Elf Tote bei Angriff auf Marinebasis

Rache für Bin Laden

Elf Tote bei Angriff auf Marinebasis

Bei einen Überfall mutmaßlicher Islamisten auf einen Stützpunkt der pakistanischen Marine in Karachi sind nach Medienberichten mindestens elf Soldaten getötet worden. Wie der Korrespondent der britischen BBC am frühen Montagmorgen aus der größten pakistanischen Stadt berichtete, nahmen die schwer bewaffneten Angreifer auch Geiseln. Die Kämpfe auf dem Stützpunkt der Marineflieger dauerten in den Morgenstunden an. Ein Sprecher der Marine sagte, man vermute noch immer 10 bis 15 Extremisten auf dem Gelände. Auf Fernsehbildern waren brennende Gebäude zu sehen.
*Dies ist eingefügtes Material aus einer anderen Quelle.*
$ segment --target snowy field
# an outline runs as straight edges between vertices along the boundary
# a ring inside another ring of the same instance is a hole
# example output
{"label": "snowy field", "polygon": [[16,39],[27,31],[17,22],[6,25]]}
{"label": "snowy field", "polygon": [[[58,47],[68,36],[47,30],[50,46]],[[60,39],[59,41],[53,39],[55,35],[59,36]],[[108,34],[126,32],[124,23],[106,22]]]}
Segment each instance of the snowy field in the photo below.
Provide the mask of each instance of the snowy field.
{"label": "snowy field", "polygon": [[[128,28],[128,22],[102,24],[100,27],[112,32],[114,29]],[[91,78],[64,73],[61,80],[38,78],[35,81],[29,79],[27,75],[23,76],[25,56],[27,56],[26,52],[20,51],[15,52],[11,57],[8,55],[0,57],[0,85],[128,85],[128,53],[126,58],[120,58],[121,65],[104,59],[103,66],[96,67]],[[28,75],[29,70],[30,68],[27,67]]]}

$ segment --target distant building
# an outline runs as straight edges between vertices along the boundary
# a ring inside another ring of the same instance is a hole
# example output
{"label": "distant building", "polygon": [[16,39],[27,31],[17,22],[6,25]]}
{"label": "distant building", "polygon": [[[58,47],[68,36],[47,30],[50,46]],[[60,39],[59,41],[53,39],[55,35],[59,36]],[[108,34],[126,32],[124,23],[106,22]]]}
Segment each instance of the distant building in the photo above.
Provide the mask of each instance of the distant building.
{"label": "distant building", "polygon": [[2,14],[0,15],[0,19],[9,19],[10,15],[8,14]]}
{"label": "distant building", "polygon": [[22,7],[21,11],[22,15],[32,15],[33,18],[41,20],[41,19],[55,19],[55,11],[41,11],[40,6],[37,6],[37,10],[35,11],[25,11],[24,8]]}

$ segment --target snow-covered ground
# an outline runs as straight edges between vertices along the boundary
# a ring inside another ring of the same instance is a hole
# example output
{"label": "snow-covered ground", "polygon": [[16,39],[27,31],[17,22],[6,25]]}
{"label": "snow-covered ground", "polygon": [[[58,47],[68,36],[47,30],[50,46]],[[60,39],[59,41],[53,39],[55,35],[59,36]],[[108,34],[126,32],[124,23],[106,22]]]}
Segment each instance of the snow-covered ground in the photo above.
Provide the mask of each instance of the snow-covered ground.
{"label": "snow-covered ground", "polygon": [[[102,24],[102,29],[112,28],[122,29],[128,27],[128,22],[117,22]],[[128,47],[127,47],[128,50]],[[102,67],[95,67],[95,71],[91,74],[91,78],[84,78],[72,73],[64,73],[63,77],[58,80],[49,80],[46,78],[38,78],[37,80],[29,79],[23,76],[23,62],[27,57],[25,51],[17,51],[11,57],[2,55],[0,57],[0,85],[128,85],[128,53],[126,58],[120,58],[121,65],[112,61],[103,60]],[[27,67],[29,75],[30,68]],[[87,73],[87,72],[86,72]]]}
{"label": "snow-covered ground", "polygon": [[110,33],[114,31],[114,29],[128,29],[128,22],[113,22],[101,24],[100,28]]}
Die radikalislamischen Taliban haben sich zu dem Anschlag bekannt. Mit der Tat wolle man den Tod von Al-Kaida-Chef Osama bin Laden rächen, sagte ein Sprecher der Gruppe am Montag.

Etwa zehn bis 20 schwer bewaffnete Männer - darunter auch Selbstmordattentäter mit Sprengstoffgürteln - waren nach Angaben der pakistanischen Behörden am Abend in den Stützpunkt Mehran eingedrungen. Die Basis wurde weiträumig abgeriegelt, alle übrigen Stützpunkte des Militärs in höchste Alarmbereitschaft versetzt.

Hangars angegriffen
Zunächst seien drei Hangars angegriffen worden, in denen Flugzeuge und Hubschrauber abgestellt waren. Auch Flugzeuge auf der Rollbahn seien mit Raketenwerfern beschossen worden, berichtete die BBC unter Berufung auf Augenzeugen. Mehrere Maschinen seien zerstört oder beschädigt worden, darunter auch Seeaufklärungs- und U-Boot-Jagdflugzeuge vom Typ P-3C Orion. Mindestens zwei dieser mehrere Millionen Dollar teuren Flugzeuge aus US-Produktion stünden in Flammen, hieß es.

Anschließend seien die Angreifer in weitere Bereiche des Stützpunktes vorgedrungen. Dabei hätten sie sich schwere Schusswechsel mit den Soldaten geliefert. Neben elf Soldaten seien auch mehrere Angreifer getötet worden.

Geisel
Die verbliebenen Kämpfer hätten sich mit Geiseln in einem Gebäude verschanzt. Unter den Festgehaltenen sollen sich laut BBC auch Angehörige des chinesischen Militärs befinden. Pakistanische Kommandoeinheiten seien dabei, die Lage zu klären, hieß es unter Berufung auf Sicherheitskreise.